A random look at the life and times of Jim Rising recovering radio addict and newspaper columnist.

Sunday, June 15, 2008

The first day at the Osterhout library book sale is not for the faint of heart. As the long suffering wife and I stood in line waiting for the chance to go in the tent I looked around at our “competition.” These are the bookworms, the students of literature, the bibliomaniacs of Northeastern Pa. I can say without fear of being corrected that this is a most unique bunch. I claim membership. When the church bells chime 9:30 and not one second before the mad dash to the tables loaded with all sorts of books begins. Piles of fiction, non fiction, reference and cooking books. Stacks of children’s books and trashy paperback novels. It’s elbows and buttocks flying as the race to a cheap literary fix begins. Pity the poor person who pulls up lame or hesitates in the starting gate for they will for sure get trampled. This year the lead contender had in his arms at least ten large containers marked “For Post Office use only.” I looked on in admiration as he stopped by biographies and began shoveling books into his bins.
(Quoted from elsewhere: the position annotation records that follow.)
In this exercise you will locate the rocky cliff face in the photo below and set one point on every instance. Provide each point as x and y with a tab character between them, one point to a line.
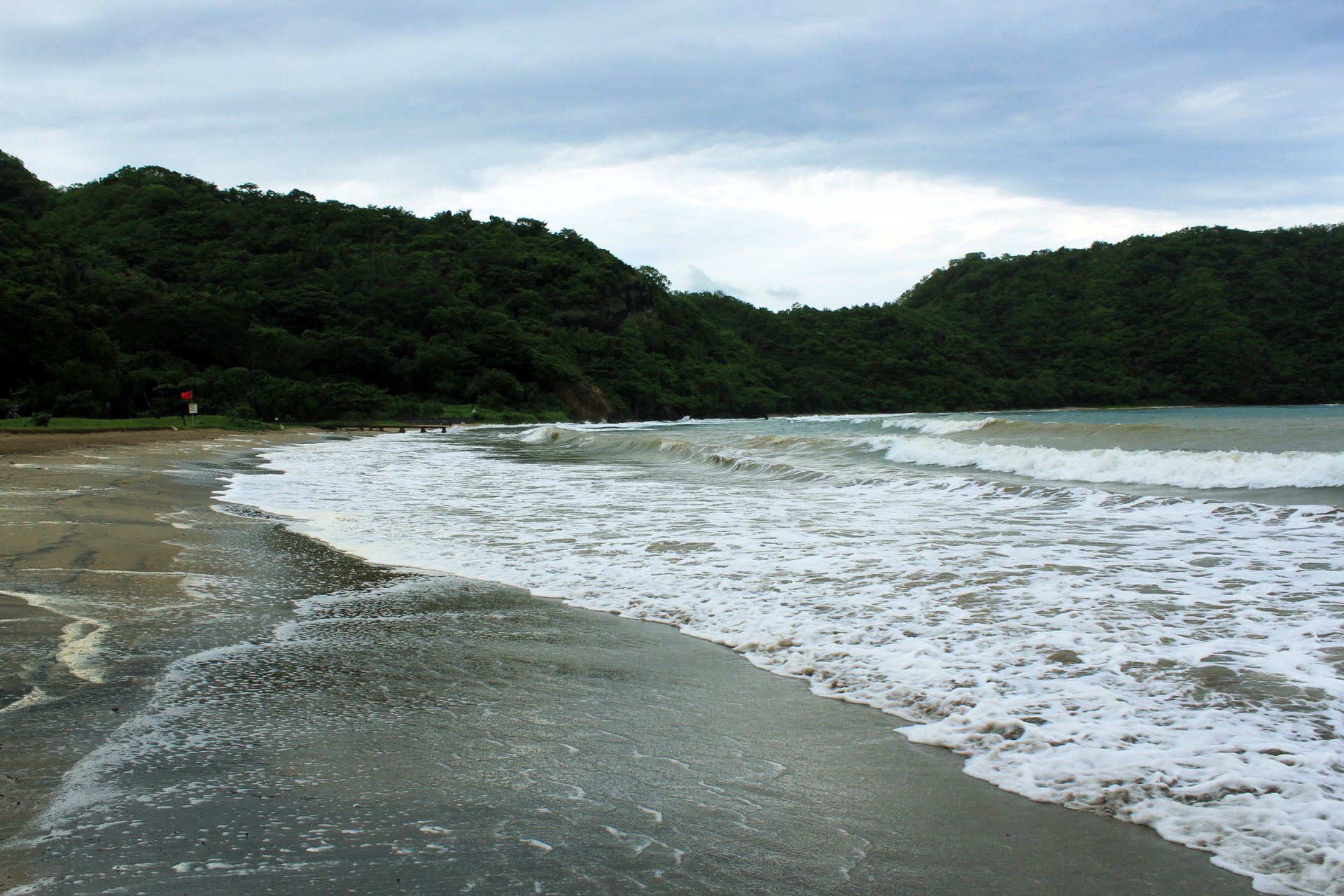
632	298
587	402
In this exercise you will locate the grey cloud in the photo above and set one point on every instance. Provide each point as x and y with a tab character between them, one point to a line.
1081	101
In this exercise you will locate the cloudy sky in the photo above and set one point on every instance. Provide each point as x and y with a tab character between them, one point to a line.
784	150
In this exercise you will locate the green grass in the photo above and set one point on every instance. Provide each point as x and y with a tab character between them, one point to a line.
202	422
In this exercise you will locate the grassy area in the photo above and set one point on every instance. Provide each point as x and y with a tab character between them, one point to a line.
201	422
467	416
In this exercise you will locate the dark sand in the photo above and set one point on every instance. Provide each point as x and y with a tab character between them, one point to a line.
426	734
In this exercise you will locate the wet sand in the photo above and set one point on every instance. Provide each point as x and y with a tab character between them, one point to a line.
410	732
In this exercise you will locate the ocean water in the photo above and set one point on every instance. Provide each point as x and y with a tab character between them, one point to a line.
1133	613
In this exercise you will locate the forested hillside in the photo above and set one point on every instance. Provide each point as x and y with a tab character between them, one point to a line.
120	293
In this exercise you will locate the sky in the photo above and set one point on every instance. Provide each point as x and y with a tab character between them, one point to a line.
784	150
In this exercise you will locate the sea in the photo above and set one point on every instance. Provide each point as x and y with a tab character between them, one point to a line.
1135	614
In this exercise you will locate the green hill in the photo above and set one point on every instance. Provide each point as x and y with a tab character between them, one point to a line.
120	293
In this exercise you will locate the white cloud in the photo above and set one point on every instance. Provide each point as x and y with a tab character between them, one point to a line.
778	235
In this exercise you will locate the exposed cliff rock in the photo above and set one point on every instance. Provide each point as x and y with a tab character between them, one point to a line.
585	402
632	298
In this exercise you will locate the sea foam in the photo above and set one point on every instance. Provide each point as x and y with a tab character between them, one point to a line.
1168	662
1183	469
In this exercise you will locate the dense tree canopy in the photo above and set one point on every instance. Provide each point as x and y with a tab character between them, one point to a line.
118	293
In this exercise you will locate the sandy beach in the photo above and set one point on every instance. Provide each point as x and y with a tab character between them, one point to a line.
84	522
524	727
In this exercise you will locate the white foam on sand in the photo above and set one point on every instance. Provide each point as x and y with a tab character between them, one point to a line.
81	640
1167	662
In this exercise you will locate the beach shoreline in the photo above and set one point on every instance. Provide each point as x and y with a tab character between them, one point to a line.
93	522
85	512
But I only had a second as the crowd surge pushed me on to our destination. I found gold almost immediately and loaded myself up with three large cardboard boxes full. I couldn’t see over them so the inevitable happened. I bumped someone, as it turns out the wrong someone.
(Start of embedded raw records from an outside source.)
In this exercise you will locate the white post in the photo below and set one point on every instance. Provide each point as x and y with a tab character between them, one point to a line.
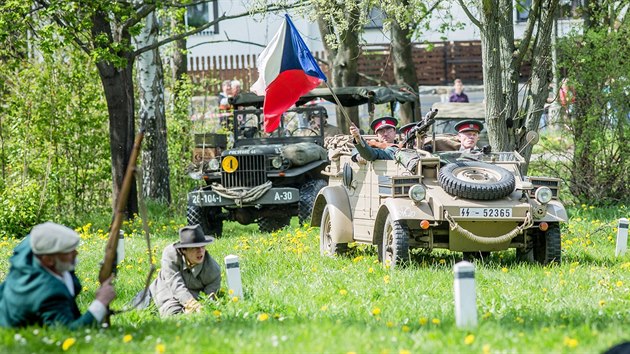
233	272
622	237
120	249
465	295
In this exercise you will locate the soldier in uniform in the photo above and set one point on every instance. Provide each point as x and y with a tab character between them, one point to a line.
383	148
468	134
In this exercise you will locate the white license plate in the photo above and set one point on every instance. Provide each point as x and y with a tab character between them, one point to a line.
485	212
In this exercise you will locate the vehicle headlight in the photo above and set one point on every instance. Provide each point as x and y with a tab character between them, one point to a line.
276	162
543	195
214	165
417	193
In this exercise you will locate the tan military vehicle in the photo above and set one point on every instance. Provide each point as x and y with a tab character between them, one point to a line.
474	203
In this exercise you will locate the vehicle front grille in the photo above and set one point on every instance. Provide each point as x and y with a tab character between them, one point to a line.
251	172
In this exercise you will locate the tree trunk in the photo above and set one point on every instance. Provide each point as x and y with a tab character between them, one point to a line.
404	70
539	80
156	172
118	89
511	68
492	75
179	64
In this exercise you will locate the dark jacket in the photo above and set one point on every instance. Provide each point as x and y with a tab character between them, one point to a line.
176	283
30	295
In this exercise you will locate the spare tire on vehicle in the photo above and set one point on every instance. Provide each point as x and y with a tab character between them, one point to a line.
476	180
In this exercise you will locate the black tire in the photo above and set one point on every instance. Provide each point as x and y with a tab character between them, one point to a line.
308	193
269	224
476	180
547	245
526	254
208	218
326	245
395	248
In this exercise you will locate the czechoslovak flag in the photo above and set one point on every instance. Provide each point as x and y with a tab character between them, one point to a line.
286	71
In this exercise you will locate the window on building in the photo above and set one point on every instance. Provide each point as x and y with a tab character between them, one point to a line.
200	14
375	19
568	9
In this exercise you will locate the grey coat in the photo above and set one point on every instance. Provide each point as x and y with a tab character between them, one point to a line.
176	283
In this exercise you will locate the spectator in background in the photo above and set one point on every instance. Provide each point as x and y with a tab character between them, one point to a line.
236	88
566	94
226	88
458	94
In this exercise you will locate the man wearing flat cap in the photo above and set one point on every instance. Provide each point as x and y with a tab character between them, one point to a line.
383	148
468	134
187	270
41	286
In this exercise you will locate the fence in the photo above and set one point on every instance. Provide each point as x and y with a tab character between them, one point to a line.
437	63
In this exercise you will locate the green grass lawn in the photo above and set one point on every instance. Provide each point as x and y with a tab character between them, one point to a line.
297	301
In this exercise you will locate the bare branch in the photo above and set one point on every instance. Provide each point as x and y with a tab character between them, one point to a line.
470	15
534	16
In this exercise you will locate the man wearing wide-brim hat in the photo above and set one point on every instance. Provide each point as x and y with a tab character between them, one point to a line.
468	134
383	148
41	286
187	270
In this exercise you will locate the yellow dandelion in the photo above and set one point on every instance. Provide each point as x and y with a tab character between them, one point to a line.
68	343
160	348
263	317
570	342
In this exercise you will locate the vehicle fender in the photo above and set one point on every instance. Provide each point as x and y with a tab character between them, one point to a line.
555	212
400	209
338	202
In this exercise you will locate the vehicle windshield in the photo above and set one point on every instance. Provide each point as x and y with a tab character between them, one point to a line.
297	125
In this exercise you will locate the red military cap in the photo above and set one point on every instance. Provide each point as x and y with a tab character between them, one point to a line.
469	125
382	122
407	127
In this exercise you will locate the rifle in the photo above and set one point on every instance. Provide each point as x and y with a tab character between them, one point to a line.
108	266
421	127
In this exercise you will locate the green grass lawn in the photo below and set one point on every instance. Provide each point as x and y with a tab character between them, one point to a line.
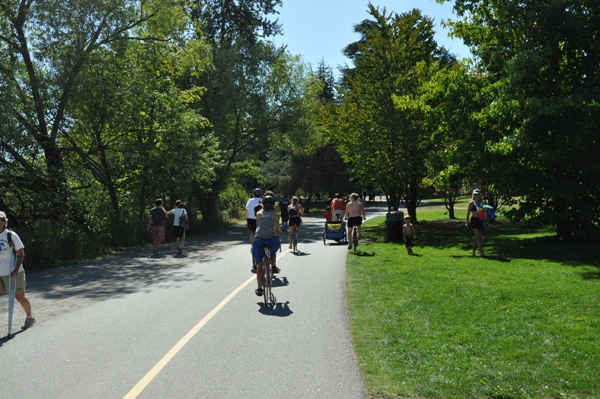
520	323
“OOOOOOH” squawked this person. “You really HIT me!” “I’m very sorry” I said although it was really only a tap. “OOOOOH that’s gonna leave a bruise” she said and gave me a parting gift, a kick in the shins. Like I said, you can’t back down at the Osterhout Library tent sale. On a sunny Saturday it was hotter than the hinges of Hell under the tent. You must not put your burden down though, as it will disappear faster than a wager on Big Brown to win. We gave up. Under a shade tree near the tent we went over our selections. Twice we were asked if those books in the boxes were taken. I think if you had human body parts in the boxes you would be questioned as well. An older gentleman made his way down the tent perimeter. A pork pie hat, a heavy jacket over a full wool suit coat over a dress shirt over an undershirt. It had to be 90 degrees in the tent. “Aren’t you a little hot? I wanted to know.
“Hot?” he said. “Hot?” and considered it for a moment. “Well it’s cold in Canada.” He replied and went into the tent. It’s not for the faint of heart.
But then again I could be wrong. The sale continues till this Saturday. Proceeds support the library.